2. Appoint topic-wise manager squads (carbon, waste, social, governance, procurement, etc.) and assign operational ownership, backed by top-management 

Create four multi-disciplinary teams, one squad per pillar. Each squad receives a “playbook” containing background data, stakeholder lists and a workshop agenda

3.     Set a clear scope for what part of the value chain is being assessed

Begin with activities and stakeholders for which reliable data already exist (typically Tier-1 suppliers, own operations and direct customers). Plan to deepen coverage in subsequent reporting cycles.

4.     Secure management-validated time budgets so scoring isn’t rushed.
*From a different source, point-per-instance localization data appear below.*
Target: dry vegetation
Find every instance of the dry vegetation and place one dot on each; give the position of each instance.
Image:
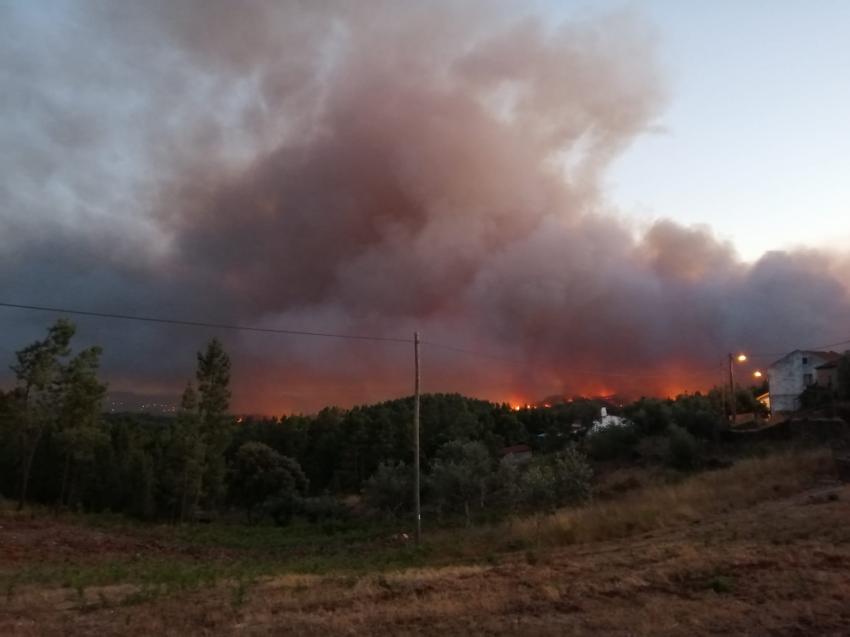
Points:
(762, 548)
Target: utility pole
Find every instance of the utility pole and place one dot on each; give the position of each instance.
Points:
(733, 399)
(416, 502)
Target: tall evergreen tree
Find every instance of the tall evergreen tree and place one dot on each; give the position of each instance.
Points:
(80, 398)
(213, 376)
(38, 372)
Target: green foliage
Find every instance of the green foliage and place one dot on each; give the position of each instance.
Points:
(40, 373)
(560, 480)
(612, 443)
(683, 452)
(459, 476)
(263, 480)
(651, 416)
(390, 489)
(213, 376)
(843, 377)
(699, 414)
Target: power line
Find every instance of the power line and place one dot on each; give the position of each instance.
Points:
(192, 323)
(363, 337)
(594, 372)
(813, 348)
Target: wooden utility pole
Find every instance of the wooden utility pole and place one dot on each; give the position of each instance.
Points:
(416, 503)
(733, 399)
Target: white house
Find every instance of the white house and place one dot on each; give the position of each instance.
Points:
(791, 374)
(606, 421)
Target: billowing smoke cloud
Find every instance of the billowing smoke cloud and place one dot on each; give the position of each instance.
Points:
(366, 168)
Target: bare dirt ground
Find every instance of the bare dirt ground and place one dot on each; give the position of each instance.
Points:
(779, 568)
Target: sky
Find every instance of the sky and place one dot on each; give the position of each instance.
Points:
(755, 140)
(583, 198)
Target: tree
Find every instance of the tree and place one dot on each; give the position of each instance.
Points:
(843, 377)
(261, 479)
(38, 371)
(459, 475)
(213, 376)
(390, 488)
(682, 449)
(81, 397)
(189, 451)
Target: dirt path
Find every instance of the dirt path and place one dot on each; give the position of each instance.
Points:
(781, 568)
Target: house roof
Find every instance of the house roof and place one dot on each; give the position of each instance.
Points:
(827, 356)
(507, 451)
(830, 365)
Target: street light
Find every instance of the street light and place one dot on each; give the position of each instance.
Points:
(741, 358)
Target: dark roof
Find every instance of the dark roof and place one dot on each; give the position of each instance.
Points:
(507, 451)
(828, 356)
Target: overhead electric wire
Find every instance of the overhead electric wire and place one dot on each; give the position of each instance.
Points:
(462, 350)
(358, 337)
(193, 323)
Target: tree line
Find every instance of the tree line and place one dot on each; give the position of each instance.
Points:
(60, 449)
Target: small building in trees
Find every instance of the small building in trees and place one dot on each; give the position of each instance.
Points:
(789, 377)
(516, 454)
(826, 375)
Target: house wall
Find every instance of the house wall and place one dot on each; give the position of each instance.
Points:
(787, 379)
(828, 377)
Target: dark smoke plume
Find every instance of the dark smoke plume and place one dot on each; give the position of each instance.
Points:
(367, 168)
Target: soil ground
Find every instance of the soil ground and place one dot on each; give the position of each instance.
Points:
(781, 567)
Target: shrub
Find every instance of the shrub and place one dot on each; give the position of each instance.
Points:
(390, 488)
(262, 480)
(683, 451)
(651, 416)
(611, 443)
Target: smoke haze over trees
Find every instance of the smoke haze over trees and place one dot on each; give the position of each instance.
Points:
(366, 168)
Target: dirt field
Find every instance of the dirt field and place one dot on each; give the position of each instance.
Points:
(781, 567)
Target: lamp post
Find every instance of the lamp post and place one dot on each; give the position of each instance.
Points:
(733, 400)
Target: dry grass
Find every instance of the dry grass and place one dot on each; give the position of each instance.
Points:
(656, 507)
(747, 550)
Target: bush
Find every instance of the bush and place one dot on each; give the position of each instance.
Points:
(612, 443)
(264, 481)
(683, 451)
(390, 489)
(323, 509)
(650, 415)
(560, 480)
(572, 476)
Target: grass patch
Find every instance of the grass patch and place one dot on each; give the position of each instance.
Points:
(747, 482)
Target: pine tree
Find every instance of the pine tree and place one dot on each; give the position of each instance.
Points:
(80, 396)
(213, 376)
(38, 372)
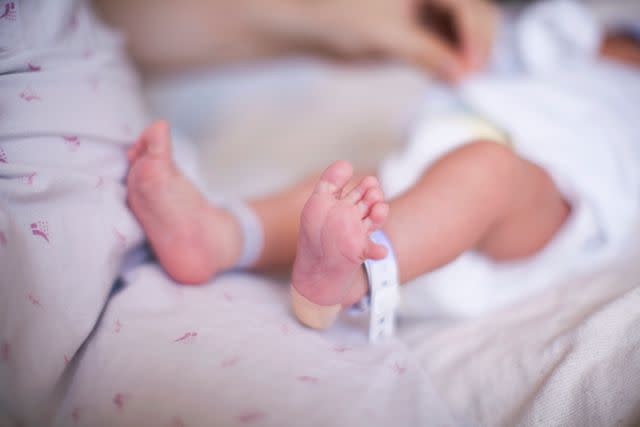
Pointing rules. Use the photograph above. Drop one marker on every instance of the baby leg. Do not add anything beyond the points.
(481, 196)
(192, 239)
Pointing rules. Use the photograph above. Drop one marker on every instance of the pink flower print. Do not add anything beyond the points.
(118, 400)
(399, 369)
(35, 301)
(41, 229)
(72, 141)
(308, 379)
(232, 361)
(29, 178)
(188, 337)
(250, 417)
(122, 239)
(5, 351)
(126, 128)
(29, 95)
(9, 11)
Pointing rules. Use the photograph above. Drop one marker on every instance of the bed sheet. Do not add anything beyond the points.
(231, 353)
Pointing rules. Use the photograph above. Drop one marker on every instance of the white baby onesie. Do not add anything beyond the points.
(564, 110)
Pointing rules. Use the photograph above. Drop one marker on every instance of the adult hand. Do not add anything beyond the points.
(450, 38)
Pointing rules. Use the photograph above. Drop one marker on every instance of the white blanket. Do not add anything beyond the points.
(231, 353)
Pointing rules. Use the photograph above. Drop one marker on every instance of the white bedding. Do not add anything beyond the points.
(231, 353)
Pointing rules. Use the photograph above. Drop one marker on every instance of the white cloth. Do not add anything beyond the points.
(68, 107)
(564, 111)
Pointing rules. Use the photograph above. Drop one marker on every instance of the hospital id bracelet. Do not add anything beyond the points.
(383, 296)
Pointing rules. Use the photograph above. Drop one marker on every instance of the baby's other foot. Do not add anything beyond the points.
(191, 239)
(334, 235)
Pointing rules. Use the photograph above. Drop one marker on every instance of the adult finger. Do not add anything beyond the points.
(427, 50)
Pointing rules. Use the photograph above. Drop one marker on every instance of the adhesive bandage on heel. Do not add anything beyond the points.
(311, 314)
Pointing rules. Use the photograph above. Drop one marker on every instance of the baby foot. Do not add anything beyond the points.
(334, 235)
(191, 239)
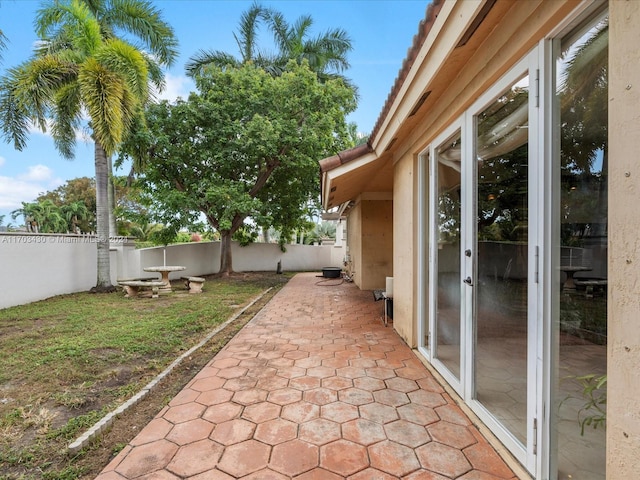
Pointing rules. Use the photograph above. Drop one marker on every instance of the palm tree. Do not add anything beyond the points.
(82, 66)
(326, 53)
(74, 213)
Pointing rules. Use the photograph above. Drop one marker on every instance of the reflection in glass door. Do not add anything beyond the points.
(580, 254)
(446, 236)
(502, 265)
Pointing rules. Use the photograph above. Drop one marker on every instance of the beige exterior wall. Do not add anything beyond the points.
(354, 244)
(370, 240)
(623, 390)
(405, 271)
(377, 240)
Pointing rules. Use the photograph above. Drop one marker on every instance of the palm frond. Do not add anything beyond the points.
(141, 19)
(66, 118)
(121, 57)
(14, 119)
(198, 62)
(103, 92)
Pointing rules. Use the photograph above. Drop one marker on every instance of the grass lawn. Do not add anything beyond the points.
(69, 360)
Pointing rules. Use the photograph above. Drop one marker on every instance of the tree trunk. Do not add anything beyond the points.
(111, 193)
(226, 263)
(102, 221)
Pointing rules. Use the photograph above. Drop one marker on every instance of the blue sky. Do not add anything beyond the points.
(381, 31)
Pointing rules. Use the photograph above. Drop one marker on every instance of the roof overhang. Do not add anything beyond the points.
(349, 173)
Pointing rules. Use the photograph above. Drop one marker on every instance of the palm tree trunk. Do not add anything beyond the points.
(226, 263)
(102, 221)
(112, 198)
Agree on an amount of hours that teams will use towards the DMA. Have HR and managers include it in workload planning.

5. Describe the generating facts behind every IRO to make qualification robust.

Capture the generating fact in one sentence (e.g., “Upstream mining activities”). It allows the identification of the ESG consequences of activities, stream and processes, resulting in a robust qualification of IROs. This root-cause tag will also allow you to cluster related IROs when prioritizing actions.

6.     Set an “awareness” threshold beneath materiality to trigger knowledge building on emerging IROs.

Any IRO landing just below the materiality cut-off enters an Emerging-Watchlist. Assign a knowledge-building action owner so weak signals are not lost.

7.     Use dedicated scoring scales for E, S, G topics to keep evaluations consistent.

Provide at least three 1-to-5 tables (Environmental, Social, Governance). Make the definitions explicit (e.g. Environmental Impact 5 = irreversible ecosystem loss or > €25 m remediation cost).

8.     Run structured stakeholder workshops in every topic stream.

Limit sessions to half a day and 12 informed participants. A neutral facilitator walks the group through identification, scoring and clustering; photos of voting system go straight into the audit log.

9.     Deliver a complete DMA matrix

Deliverables material topics list, value-chain map, stakeholder overlay.

10.  Update DMA annually to reflect evolving risks/opportunities (≥ FY cadence).

Bake the review into the corporate calendar: Q1 IRO review → Q2 DMA refresh → Q3 policy alignment.